21. An apparatus for receiving and decoding a first sequence of frames, each including pixels having difference values, and a second sequence of frames into a video signal, the apparatus comprising:

first means for subtracting difference values of pixels in a target block present in a frame belonging to the first frame sequence from a reference block, based on which the difference values of the pixels in the target block have been obtained, if the reference block is present in a frame belonging to the second frame sequence; and

second means for reconstructing the difference values of the pixels in the target block to an original image of the target block using pixel values of a reference block present in a frame belonging to the second frame sequence or in a frame having an original image reconstructed from a frame including pixels having difference values and belonging to the first frame sequence.

22. The apparatus according to claim 21, wherein the second means specifies the reference block of the target block based on information of a motion vector of the block.

23. The apparatus according to claim 21, wherein the second means includes storage means for storing a frame belonging to the first frame sequence and including blocks whose original images have been reconstructed from image differences,

wherein the second means reconstructs an original image of a first block in a frame belonging to the first frame sequence subsequent to an arbitrary frame stored in the storage means using pixel values of an area in the arbitrary frame if the area in the arbitrary frame is specified as a reference block of the first block.

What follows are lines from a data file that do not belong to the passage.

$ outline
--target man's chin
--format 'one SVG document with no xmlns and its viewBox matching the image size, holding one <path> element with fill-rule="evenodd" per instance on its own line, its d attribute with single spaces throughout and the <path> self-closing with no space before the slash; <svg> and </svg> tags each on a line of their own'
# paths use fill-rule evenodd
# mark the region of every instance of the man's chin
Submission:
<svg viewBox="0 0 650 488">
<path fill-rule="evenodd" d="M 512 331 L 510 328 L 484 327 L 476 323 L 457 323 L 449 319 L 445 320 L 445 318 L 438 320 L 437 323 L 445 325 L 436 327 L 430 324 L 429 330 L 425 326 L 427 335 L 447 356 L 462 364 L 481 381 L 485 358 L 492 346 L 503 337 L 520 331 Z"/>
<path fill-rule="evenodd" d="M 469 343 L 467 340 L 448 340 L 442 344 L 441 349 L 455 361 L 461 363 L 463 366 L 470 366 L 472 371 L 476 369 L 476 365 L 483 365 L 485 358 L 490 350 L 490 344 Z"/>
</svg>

24. The apparatus according to claim 21, wherein frames belonging to the first frame sequence and frames belonging to the second frame sequence are alternately arranged to constitute a frame sequence.

25. The apparatus according to claim 21, wherein the first frame sequence and the second frame sequence belong to the same temporal decomposition level.

26. A method for receiving and decoding a first sequence of frames, each including pixels having difference values, and a second sequence of frames into a video signal, the method comprising the steps of:

a) subtracting difference values of pixels in a target block present in a frame belonging to the first frame sequence from a reference block, based on which the difference values of the pixels in the target block have been obtained, if the reference block is present in a frame belonging to the second frame sequence; and

b) reconstructing the difference values of the pixels in the target block to an original image of the target block using pixel values of a reference block present in a frame belonging to the second frame sequence or in a frame having an original image reconstructed from a frame including pixels having difference values and belonging to the first frame sequence.

27. The method according to claim 26, wherein the step b) includes specifying the reference block of the target block based on information of a motion vector of the block.

28. The method according to claim 26, wherein the step b) includes:

storing a frame belonging to the first frame sequence and including blocks whose original images have been reconstructed from image differences; and

reconstructing an original image of a first block in a frame belonging to the first frame sequence subsequent to the stored frame using pixel values of an area in the stored frame if the area in the stored frame is specified as a reference block of the first block.

29. The method according to claim 26, wherein frames belonging to the first frame sequence and frames belonging to the second frame sequence are alternately arranged to constitute a frame sequence.

30. The method according to claim 26, wherein the first frame sequence and the second frame sequence belong to the same temporal decomposition level.